As global life expectancy rises, the demographic shift toward an aging population presents challenges on a worldwide scale. The World Health Organization (WHO) emphasized in its 2015 Global Report on Ageing and Health that the objective of Healthy Ageing is to facilitate individuals in “developing and sustaining the functional capacities essential for health in old age.” And the healthy cognitive function stands as a pivotal objective within the WHO Public Health Framework for Healthy Ageing. In the context of an aging population, the impact of cognitive decline on public health is of increasing concern. Cognitive decline leads to an increasing burden on patients, carers, society and the healthcare system. Cognitive decline, characterized by the progressive degeneration of mental capacities such as memory, attention, and problem-solving skills, is inherent in the aging process. This decline can be associated with factors such as neurodegeneration, vascular issues, brain trauma, medical conditions, and gene expressions. A comprehensive understanding of the underlying causes is imperative for the development of effective interventions and treatments.

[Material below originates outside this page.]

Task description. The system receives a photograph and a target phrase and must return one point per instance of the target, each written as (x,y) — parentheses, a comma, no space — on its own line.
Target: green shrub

The primary objective of our research is to detect the environmental, socioeconomic, and genetic factors contributing to cognitive decline and to comprehensively understand the mechanisms through which these factors exert their impact on cognitive deterioration. Moreover, we aim to characterize precisely delineate specific threshold in the aging process above which cognitive function experiences a significant decline for a heterogeneous population.
We also aim to understand the causal relationship between cognitive decline and other related phenotypes based on UK Biobank data. To achieve this, genetic variants could be leveraged as instrumental variables to reduce the unobserved confounding in the cohort study. However, genetic variants are subject to the pleiotropic effects, making them possibly invalid instruments. We will develop new methods for causal inference, which can account for the pleiotropic effects of genotypes. These developments could contribute on weakening the untestable model assumptions and generate more reliable causal discoveries in real applications.
We request to the duration of our project for 36 months to get publications and accomplishments using the UK Biobank data. The duration includes the time for processing and preparing all imputation genotypes, phenotypes, data applications, statistical analyses, and manuscripts writing for submission to publications.